柊生さんとぼく
そんなことより、僕は今生命の危機と青春の一ページを同時に味わってるらしい。昨日のことを思うと殺すというのも本気っぽいし、今向かい合った彼女の瞳を見ればどうも男女交際を求めてくるのも本気っぽい。そこに根ざす感情が愛情なのかは別としても。
なかなかできない経験をどうもありがとう柊生さん。
……しかしこれ誰がどう聞いても脅迫だよな。
「……なんで僕にそんなこと……口封じのつもり?」
「ううん。口封じするなら、昨日殺してる」
「じゃあなん、」
で、と口にしかけて呑み込んだ。柊生さんの後ろから、見知った影が生えたから。
「ねぇ、二人とも」
柊生さんの肩口からひょいっと顔を覗かせるようにして、青島さんが現れた。
清楚な顔立ちに前髪を大きく分けて額を出したショートカットが爽やかでよく似合う。いかにも運動部って感じだ。そういえば彼女の部活はなんだっただろう、テニス部かな、なんてどうでもいい疑問が横切った。
彼女はにっこりと人好きのする笑顔で僕らを見比べる。
……ひょっとして、今の会話全部聞いてたんだろうか。
「何かな、青島さん」
僕は緊張を気取られないように平静を装う。柊生さんを横目で確認すると、彼女は先ほどまでの明るい雰囲気をすっかり引っ込めて、いつもの無表情に武装して拒絶オーラを放っていた。じっと青島さんを睨むように―――あるいは一世一代の告白を邪魔されて本当に睨んでいるのかもしれない―――見つめている。

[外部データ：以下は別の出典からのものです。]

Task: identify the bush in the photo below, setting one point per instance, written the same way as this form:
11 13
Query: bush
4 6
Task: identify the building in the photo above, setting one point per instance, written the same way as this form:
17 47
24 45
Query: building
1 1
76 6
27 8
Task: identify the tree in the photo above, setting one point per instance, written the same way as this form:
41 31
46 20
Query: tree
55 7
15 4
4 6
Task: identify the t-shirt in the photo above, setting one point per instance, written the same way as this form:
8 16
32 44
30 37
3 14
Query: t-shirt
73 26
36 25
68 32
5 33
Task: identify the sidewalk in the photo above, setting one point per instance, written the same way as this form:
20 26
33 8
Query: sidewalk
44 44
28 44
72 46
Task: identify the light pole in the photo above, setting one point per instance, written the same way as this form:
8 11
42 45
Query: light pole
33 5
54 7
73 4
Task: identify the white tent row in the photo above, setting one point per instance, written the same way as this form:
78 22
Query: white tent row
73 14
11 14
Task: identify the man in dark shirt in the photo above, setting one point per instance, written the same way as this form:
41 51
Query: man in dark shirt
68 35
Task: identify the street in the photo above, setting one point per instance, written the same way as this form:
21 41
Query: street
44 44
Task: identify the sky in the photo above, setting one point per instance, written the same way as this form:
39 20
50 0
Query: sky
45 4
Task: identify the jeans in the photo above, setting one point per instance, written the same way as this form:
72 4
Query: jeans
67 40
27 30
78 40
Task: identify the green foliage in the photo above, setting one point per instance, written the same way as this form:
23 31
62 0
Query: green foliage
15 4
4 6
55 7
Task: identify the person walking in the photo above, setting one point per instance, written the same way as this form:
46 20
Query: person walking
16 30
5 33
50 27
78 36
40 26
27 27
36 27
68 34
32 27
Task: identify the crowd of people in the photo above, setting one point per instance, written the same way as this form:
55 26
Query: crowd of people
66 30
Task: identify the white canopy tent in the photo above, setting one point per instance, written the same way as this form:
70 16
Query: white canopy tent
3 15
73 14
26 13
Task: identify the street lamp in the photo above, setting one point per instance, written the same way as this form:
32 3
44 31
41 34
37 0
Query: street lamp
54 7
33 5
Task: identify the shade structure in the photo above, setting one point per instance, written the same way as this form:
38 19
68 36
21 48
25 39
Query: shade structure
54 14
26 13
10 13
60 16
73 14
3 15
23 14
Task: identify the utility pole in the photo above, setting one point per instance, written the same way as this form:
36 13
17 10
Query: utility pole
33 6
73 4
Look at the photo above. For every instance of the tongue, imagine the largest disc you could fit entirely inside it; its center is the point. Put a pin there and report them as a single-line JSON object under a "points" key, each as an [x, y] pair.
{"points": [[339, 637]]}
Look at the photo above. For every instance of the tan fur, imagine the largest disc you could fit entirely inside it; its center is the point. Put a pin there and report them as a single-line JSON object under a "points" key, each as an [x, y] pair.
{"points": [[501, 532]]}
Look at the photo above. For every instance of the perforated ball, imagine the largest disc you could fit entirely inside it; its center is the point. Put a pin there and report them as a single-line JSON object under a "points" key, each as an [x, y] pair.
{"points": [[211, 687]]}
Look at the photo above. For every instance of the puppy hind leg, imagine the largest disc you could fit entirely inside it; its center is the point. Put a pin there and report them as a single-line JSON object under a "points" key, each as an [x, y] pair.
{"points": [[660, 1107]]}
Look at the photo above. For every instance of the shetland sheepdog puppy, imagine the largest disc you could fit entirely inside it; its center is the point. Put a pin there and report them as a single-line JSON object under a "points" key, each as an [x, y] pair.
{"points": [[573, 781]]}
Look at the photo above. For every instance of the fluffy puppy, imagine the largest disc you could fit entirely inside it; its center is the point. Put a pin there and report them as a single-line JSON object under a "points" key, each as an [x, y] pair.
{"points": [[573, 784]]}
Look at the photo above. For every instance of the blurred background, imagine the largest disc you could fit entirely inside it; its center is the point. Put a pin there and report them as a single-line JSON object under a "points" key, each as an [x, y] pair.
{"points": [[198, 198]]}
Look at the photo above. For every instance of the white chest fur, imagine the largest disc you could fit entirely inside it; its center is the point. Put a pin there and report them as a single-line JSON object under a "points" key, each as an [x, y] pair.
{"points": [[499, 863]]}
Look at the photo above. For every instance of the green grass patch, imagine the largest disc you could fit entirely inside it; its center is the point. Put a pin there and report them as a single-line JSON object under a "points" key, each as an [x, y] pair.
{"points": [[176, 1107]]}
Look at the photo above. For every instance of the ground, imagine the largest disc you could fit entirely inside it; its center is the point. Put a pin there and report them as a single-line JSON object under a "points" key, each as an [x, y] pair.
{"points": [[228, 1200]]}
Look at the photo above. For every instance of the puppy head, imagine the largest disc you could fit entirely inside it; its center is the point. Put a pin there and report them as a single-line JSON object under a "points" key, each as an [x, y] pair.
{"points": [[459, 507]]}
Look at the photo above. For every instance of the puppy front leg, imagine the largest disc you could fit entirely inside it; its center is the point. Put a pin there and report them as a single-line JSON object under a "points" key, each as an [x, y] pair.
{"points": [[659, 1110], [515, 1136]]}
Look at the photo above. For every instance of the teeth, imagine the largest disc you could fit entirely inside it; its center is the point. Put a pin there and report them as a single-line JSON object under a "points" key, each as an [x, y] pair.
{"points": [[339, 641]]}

青島さんはそんな視線をものともせず、相変わらず爽やかな笑みでちらりと教室の前方、黒板の上にひっかけてある時計を一瞥した。
「もうすぐ一時間目始まっちゃうんだけど……移動しないの?」
「えっ!?」
そこで初めて僕は時計を見た。一時間目が始まるまであと2分。うちの教室の時計は残念ながら、遅くも早くもない。
「う、うわっやばっ」
慌てて引き出しから理科の教科書類を引っ張り出した。柊生さんはそんな僕に無表情のまま一度冷めた視線をくれてから、何もいわずさっさと教室を離れてしまった。
なんだ、返事するまではその拒絶気味な態度を貫くのか。
対して青島さんは別段仲のいいわけでもない僕を待っていてくれた。小さな声で早く早く、と急かしすらかけてくる。
やぶれかぶれで必要なものをそろえ、僕は青島さんと一緒に教室を飛び出した。